153. Find Minimum in Rotated Sorted Array#

Difficulty: Medium

Link to Problem: To see the Find Minimum in Rotated Sorted Array problem on LeetCode, click here!


Suppose an array of length n sorted in ascending order is rotated between 1 and n times. For example, the array nums = [0,1,2,4,5,6,7] might become:

  • [4,5,6,7,0,1,2] if it was rotated 4 times.

  • [0,1,2,4,5,6,7] if it was rotated 7 times.

Notice that rotating an array [a[0], a[1], a[2], ..., a[n-1]] 1 time results in the array [a[n-1], a[0], a[1], a[2], ..., a[n-2]].

Given the sorted rotated array nums of unique elements, return the minimum element of this array.

You must write an algorithm that runs in \(O(log\ n)\) time.

Constraints:

  • n == nums.length

  • 1 <= n <= 5000

  • -5000 <= nums[i] <= 5000

  • All the integers of nums are unique.

  • nums is sorted and rotated between 1 and n times.

def findMin(nums):
    left, right = 0, len(nums) - 1
    
    while left < right:
        mid = left + (right - left) // 2
        
        # If the mid element is greater than the rightmost element,
        # it means the minimum element is in the right half.
        if nums[mid] > nums[right]:
            left = mid + 1
        # If the mid element is less than or equal to the rightmost element,
        # it means the minimum element is in the left half or at the mid itself.
        else:
            right = mid
    
    # The loop will break when left and right converge to the minimum element.
    # At this point, left (or right) will be pointing to the minimum element.
    return nums[left]

Explanation:#

  1. The function findMin(nums) takes an input list nums, which represents the rotated sorted array.
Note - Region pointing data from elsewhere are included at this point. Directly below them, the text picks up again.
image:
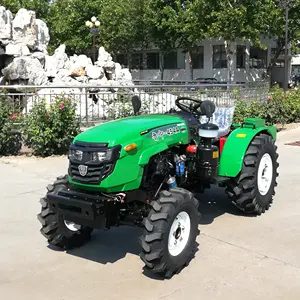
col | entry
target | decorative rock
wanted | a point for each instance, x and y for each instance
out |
(6, 18)
(57, 61)
(61, 57)
(79, 71)
(40, 56)
(118, 70)
(24, 28)
(42, 35)
(80, 61)
(94, 72)
(125, 77)
(27, 68)
(17, 50)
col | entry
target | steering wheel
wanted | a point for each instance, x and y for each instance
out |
(207, 107)
(191, 108)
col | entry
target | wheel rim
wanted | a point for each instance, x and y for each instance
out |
(179, 233)
(265, 174)
(72, 226)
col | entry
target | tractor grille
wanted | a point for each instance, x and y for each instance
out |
(95, 173)
(86, 170)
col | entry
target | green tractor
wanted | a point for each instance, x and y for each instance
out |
(141, 171)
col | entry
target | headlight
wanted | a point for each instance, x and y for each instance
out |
(101, 156)
(76, 154)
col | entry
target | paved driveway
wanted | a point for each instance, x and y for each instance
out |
(239, 257)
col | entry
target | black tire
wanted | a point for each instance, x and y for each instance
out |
(53, 224)
(243, 190)
(154, 241)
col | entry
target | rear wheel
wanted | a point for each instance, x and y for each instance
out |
(171, 228)
(55, 228)
(252, 191)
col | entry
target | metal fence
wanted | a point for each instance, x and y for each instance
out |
(96, 104)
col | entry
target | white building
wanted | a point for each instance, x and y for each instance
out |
(209, 61)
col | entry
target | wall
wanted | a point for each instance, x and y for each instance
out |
(238, 75)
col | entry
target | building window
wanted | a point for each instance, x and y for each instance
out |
(197, 55)
(219, 57)
(170, 60)
(274, 50)
(122, 59)
(152, 60)
(137, 61)
(240, 56)
(258, 58)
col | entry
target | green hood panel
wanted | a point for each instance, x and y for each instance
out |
(124, 130)
(159, 133)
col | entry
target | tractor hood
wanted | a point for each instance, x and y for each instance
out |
(123, 130)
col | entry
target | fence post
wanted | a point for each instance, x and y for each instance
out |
(86, 107)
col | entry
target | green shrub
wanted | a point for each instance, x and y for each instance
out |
(10, 139)
(50, 130)
(279, 108)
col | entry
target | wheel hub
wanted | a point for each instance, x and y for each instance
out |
(72, 226)
(265, 174)
(179, 233)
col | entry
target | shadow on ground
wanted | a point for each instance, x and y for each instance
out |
(112, 245)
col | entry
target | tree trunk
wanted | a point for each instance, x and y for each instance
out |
(229, 61)
(280, 46)
(161, 65)
(191, 65)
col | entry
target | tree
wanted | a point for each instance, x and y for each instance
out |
(41, 7)
(276, 27)
(124, 25)
(66, 22)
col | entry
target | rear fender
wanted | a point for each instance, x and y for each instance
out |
(231, 159)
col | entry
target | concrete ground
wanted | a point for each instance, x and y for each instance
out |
(239, 257)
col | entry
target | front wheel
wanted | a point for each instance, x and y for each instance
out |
(55, 228)
(171, 228)
(253, 189)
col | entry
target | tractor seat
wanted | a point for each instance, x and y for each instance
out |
(223, 118)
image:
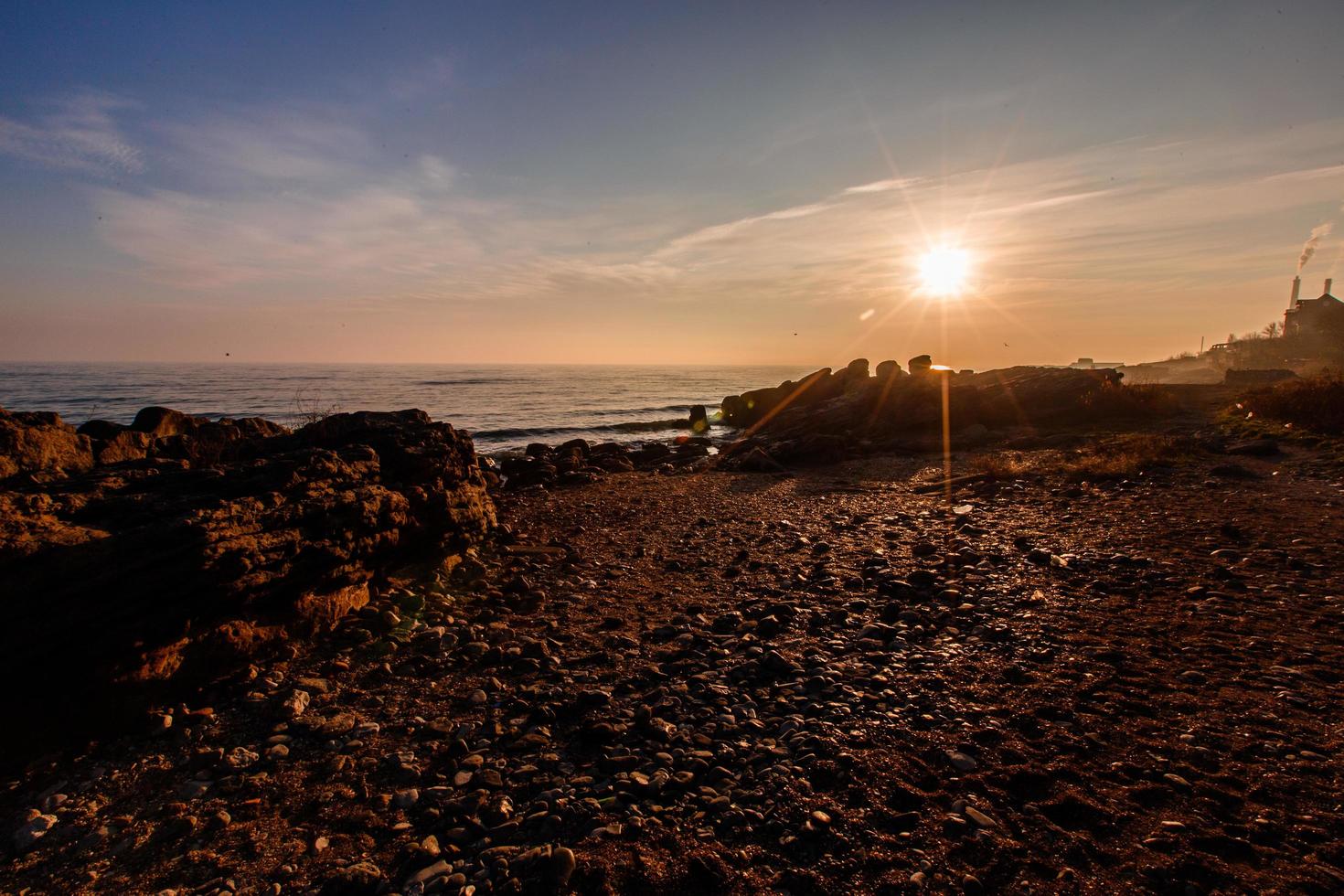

  2. Initialize two pointers left and right to track the current search range. Initially, left is set to 0 (the beginning of the array), and right is set to len(nums) - 1 (the end of the array).

  3. Enter a while loop with the condition left < right. This loop continues until left and right converge to a single element, which will be the minimum element in the rotated array.

  4. Inside the loop, calculate the middle index mid using integer division. This helps in finding the middle element of the current search range.

  5. Check if the element at the middle index (nums[mid]) is greater than the element at the rightmost index (nums[right]). If this condition is true, it means that the minimum element must be in the right half of the current search range. So, update left to mid + 1, effectively eliminating the left half of the search range.

  6. If the condition from step 5 is not met, it implies that the minimum element can be in the left half of the current search range or could be the element at the mid index itself. In this case, update right to mid, effectively eliminating the right half of the search range.

  7. Repeat steps 4-6 until left and right converge to the minimum element.

  8. When the loop exits, it means that left (or right) points to the minimum element in the array.

  9. Return nums[left] (or nums[right]) as the result, which is the minimum element in the rotated sorted array.

Test cases#

### Example 1:
nums1 = [3, 4, 5, 1, 2]
print(findMin(nums1))
1
# Example 2:
nums2 = [4, 5, 6, 7, 0, 1, 2]
print(findMin(nums2))
0
# Example 3:
nums3 = [11, 13, 15, 17]
print(findMin(nums3))
11

Let’s analyze the time and space complexity of the provided code:

Time Complexity: The time complexity of this code is \(O(log\ n)\), where ‘\(n\)’ is the length of the input array nums. This is because the binary search algorithm is employed, which continually divides the search range in half with each iteration.

In each iteration of the while loop, the search range is halved, and this process continues until the left and right pointers converge to the minimum element. In the worst case, it will take logarithmic time to reduce the search range to a single element.

Therefore, the binary search used in this code runs in \(O(log\ n)\) time complexity.

Space Complexity: The space complexity of this code is \(O(1)\), which means it uses a constant amount of additional space that does not depend on the size of the input array.

The algorithm uses a fixed number of variables (left, right, mid) to keep track of the search range and indices, but the number of these variables does not grow with the size of the input array. Hence, the space complexity is constant.

In summary:

  • Time Complexity: \(O(log\ n)\)

  • Space Complexity: \(O(1)\)

Challenging Exercises:#

  1. Solve the problem with a variation where the input array may contain duplicates.

  2. Modify the problem to return the index of the minimum element in the rotated sorted array, rather than the element itself. The algorithm should still run in \(O(log\ n)\) time.

  3. Implement a function that finds the maximum element in a rotated sorted array. How would you adapt the binary search algorithm to solve this problem efficiently in \(O(log\ n)\) time?

  4. Implement a function that can find the kth smallest element in a rotated sorted array. This is an extension of the original problem, and the algorithm should still run in \(O(log\ n)\) time.